Hit by higher energy prices and hurricane-related port problems, the U.S. goods and services trade deficit with the rest of the world deepened to $66.1 billion in September, the most recent month for which data are available, the U.S. Commerce Department reported on Nov. 10. The record monthly deficit was far worse than the $61 billion deficit that economists generally expected for September and $6.8 billion more than the revised $59.3 billion trade deficit in August.
U.S. exports valued at $105.2 billion in September were more than offset by imports totaling $171.3 billion.
For the first nine months of 2005, the U.S. trade deficit with the rest of the world was $529.8 billion.
In September the U.S. trade deficit with China was $20.1 billion, the largest deficit with any single country.
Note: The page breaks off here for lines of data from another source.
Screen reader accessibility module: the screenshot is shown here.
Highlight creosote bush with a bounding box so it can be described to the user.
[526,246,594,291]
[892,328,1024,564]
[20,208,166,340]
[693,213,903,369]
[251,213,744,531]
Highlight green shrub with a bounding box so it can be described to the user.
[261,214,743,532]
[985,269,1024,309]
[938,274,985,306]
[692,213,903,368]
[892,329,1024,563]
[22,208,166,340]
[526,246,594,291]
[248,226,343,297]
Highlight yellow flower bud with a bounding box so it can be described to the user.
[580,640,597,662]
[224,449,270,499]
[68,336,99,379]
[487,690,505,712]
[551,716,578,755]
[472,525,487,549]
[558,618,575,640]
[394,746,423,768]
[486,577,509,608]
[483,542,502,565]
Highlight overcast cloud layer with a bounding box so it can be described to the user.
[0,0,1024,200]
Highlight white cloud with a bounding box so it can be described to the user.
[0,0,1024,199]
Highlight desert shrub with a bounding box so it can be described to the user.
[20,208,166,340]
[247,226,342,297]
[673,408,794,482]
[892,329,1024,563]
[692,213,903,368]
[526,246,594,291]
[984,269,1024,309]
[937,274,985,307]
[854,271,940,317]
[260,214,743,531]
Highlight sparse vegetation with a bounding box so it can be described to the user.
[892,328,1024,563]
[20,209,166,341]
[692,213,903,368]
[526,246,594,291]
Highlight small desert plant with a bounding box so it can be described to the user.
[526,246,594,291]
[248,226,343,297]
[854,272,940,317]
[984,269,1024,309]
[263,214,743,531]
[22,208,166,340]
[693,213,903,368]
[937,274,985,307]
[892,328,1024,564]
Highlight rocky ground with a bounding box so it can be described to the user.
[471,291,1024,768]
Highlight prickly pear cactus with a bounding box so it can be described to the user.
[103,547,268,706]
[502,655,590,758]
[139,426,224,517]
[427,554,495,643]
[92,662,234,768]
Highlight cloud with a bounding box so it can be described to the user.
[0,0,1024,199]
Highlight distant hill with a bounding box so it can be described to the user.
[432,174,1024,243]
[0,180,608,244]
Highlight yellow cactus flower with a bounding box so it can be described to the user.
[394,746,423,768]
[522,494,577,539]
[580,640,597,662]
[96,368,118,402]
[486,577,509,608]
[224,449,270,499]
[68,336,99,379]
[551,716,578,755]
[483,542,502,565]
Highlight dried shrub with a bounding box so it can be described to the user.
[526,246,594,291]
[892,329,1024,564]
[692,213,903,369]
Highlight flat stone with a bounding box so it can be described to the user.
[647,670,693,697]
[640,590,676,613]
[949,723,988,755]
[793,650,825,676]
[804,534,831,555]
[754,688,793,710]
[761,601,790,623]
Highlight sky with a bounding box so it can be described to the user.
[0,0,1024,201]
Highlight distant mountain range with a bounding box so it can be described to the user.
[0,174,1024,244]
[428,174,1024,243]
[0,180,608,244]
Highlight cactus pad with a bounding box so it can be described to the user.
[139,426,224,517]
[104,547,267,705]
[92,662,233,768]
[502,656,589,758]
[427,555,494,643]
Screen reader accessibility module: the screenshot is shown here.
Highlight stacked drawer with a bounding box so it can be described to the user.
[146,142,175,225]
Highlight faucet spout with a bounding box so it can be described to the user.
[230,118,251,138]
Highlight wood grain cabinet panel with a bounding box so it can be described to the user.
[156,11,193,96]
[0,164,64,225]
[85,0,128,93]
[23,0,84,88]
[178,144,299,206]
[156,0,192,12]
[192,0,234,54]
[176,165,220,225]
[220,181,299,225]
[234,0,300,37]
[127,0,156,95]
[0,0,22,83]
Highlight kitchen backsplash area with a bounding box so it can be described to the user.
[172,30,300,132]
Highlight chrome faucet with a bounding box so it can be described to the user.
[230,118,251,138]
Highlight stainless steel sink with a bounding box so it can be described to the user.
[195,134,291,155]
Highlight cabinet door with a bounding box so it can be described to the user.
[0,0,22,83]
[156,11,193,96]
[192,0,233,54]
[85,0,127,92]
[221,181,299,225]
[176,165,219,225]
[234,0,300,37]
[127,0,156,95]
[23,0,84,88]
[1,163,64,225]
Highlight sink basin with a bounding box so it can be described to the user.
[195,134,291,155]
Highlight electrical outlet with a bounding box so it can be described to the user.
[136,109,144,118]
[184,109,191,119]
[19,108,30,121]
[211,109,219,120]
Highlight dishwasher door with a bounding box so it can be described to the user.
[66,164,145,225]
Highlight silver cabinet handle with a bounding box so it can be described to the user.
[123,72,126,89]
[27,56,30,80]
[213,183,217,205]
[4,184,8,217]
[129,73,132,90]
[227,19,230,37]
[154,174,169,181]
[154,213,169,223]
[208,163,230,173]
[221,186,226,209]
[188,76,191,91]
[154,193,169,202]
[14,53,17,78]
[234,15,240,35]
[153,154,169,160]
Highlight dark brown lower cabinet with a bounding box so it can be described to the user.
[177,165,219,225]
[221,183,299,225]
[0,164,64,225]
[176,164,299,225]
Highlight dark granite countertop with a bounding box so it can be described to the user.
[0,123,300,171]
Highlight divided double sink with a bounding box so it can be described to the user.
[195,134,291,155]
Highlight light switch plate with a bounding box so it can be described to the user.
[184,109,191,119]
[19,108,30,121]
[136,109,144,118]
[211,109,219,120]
For the first nine months of 2005, the U.S. trade deficit with China was $146.3 billion.
"In large measure, the [overall U.S.] trade deficit remains stubbornly high because the overvalued [U.S.] dollar pushes up imports of inexpensive manufactures and handicaps U.S. exports of durable goods and high-end services -- and this situation is likely to become worse in the fourth quarter [of 2005] and in 2006," says Peter Morici, a professor at the University of Maryland's Smith School of Business in College Park.
Meanwhile, the U.S. Labor Department reported that its import price index for October declined three-tenths of a percentage point on falling oil prices. The index had climbed 2.3% in September. The department's export price index rose six-tenths of a percent in October, two-tenths of a point less than the eight-tenths advance in September.